How Long Does It Take To Become a Commercial Pilot?
This is one of the queries we receive the most.
- Obtain your private pilot’s license first (PPL). As a result, you are now qualified to operate single-engine aircraft under Visual Flight Rules (VFR), putting you one step closer to becoming a commercial pilot. Takes three months.
- Obtain your Instrument Rating (IFR)—the next step in the process. This takes about two months and enables you to use flight instruments to fly in low visibility conditions.
- The next stage is to start your training as a commercial pilot. Both an 18-year-old and a 2nd Class Medical Certificate are requirements.
- Complete training to earn your Commercial Pilot License (CPL). This entails passing your FAA checkride, passing your written FAA test, and accumulating at least 250 hours of flight time, of which 100 hours must be spent as the Pilot-In-Command (PIC) and 50 hours must be spent flying cross-country. You have a commercial pilot’s license, congrats! It will take roughly 6 weeks for your CSEL (single-engine).

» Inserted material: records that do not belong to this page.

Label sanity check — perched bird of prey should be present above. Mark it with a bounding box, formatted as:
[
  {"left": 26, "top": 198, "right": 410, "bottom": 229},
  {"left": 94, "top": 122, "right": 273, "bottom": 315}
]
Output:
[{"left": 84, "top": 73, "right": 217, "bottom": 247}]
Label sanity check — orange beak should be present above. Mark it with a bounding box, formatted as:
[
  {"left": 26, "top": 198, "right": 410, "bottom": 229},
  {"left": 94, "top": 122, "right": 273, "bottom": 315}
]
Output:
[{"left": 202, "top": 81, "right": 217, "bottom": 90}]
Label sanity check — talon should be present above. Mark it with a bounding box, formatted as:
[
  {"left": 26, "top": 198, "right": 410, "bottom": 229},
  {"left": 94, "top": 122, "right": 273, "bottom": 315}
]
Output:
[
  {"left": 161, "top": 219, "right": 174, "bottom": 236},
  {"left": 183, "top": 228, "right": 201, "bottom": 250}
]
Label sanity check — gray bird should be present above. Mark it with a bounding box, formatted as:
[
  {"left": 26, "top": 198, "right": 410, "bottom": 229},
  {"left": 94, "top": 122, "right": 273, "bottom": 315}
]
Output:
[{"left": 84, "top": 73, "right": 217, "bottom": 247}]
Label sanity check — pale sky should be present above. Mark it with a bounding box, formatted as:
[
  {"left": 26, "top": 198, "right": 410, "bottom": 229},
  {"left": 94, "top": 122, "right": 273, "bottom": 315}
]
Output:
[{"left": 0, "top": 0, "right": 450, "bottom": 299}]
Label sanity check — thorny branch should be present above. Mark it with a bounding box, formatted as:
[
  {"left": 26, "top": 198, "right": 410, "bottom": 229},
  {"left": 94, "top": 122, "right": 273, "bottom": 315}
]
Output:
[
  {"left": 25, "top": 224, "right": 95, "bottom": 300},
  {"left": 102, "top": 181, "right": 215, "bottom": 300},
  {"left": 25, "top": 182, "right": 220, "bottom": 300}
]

- You should also obtain your Multi-Engine rating. You may now pilot multi-engine airplanes thanks to this. It takes an additional six weeks to obtain your CPL with a multi-engine rating. So you went from having no pilot experience to becoming a Commercial Pilot in a total of 8 months!
What if I Finally Want to Work as an Airline Pilot?
The most frequent query we receive is this one!
By working as a flight instructor after receiving your CPL, you can accrue hours toward your Airline Transport Pilot License (ATPL). You must enroll in the CFI course in order to become an instructor. Before you can be recruited by a commercial airline in the United States, you must have logged 1,500 hours.
Being a CFI is an excellent way to accrue hours toward your goal of becoming a commercial airline pilot. To become an airline pilot, you need fewer hours acquired in other nations. For both domestic and foreign students, You need comprehensive training from nothing to an ATPL.
How Long Does It Take To Become an Airline Pilot
- Get your CFI rating first. You can teach and accrue hours this way. This will require at least two months.
- The following step is to obtain your CFII (Certified Flight Instructor – Instrument) rating. In three weeks, you can finish this.
- Take an additional 3 weeks to earn your MEI (Multi-Engine Instructor) certification.
- Record the hours necessary for an airline to hire you. Country to country variations exist in this. To find out how many hours you must accrue, contact the civil aviation authorities in your nation.